Knowledge acquisition

This article is about the definition of computer interpretable knowledge for knowledge-based systems. For knowledge acquisition philosophical issues, see Knowledge acquisition (philosophy).

Knowledge acquisition is the process used to define the rules and ontologies required for a knowledge-based system. The phrase was first used in conjunction with expert systems to describe the initial tasks associated with developing an expert system, namely finding and interviewing domain experts and capturing their knowledge via rules, objects, and frame-based ontologies.

Expert systems were one of the first successful applications of artificial intelligence technology to real world business problems.[1] Researchers at Stanford and other AI laboratories worked with doctors and other highly skilled experts to develop systems that could automate complex tasks such as medical diagnosis. Until this point computers had mostly been used to automate highly data intensive tasks but not for complex reasoning. Technologies such as inference engines allowed developers for the first time to tackle more complex problems.[2][3]

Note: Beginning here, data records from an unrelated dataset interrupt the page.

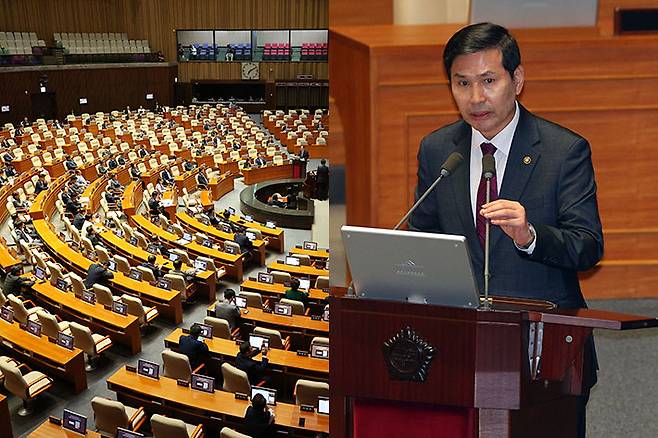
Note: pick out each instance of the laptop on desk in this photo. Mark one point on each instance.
(410, 266)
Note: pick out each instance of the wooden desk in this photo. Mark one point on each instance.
(195, 225)
(269, 172)
(168, 302)
(298, 271)
(274, 235)
(49, 430)
(121, 329)
(206, 280)
(278, 290)
(213, 410)
(287, 361)
(43, 354)
(233, 263)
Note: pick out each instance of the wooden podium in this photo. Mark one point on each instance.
(513, 371)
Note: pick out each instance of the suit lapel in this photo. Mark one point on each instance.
(520, 165)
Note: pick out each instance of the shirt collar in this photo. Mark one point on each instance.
(502, 140)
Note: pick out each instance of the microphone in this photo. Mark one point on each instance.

As expert systems scaled up from demonstration prototypes to industrial strength applications it was soon realized that the acquisition of domain expert knowledge was one of if not the most critical task in the knowledge engineering process. This knowledge acquisition process became an intense area of research on its own.

One approach to knowledge acquisition investigated was to use natural language parsing and generation to facilitate knowledge acquisition. Natural language parsing could be performed on manuals and other expert documents and an initial first pass at the rules and objects could be developed automatically. Text generation was also extremely useful in generating explanations for system behavior. This greatly facilitated the development and maintenance of expert systems.[4]

References

  1. Russell, Stuart; Norvig, Peter (1995). Artificial Intelligence: A Modern Approach (PDF). Simon & Schuster. pp. 22–23. ISBN 0-13-103805-2. Retrieved 14 June 2014.
  2. Kendal, S.L.; Creen, M. (2007), An introduction to knowledge engineering, London: Springer, ISBN 978-1-84628-475-5, OCLC 70987401
  3. Feigenbaum, Edward A.; McCorduck, Pamela (1983), The fifth generation (1st ed.), Reading, MA: Addison-Wesley, ISBN 978-0-201-11519-2, OCLC 9324691
  4. Potter, Steven. "A Survey of Knowledge Acquisition from Natural Language" (PDF). Technology Maturity Assessment (TMA). Retrieved 9 July 2014.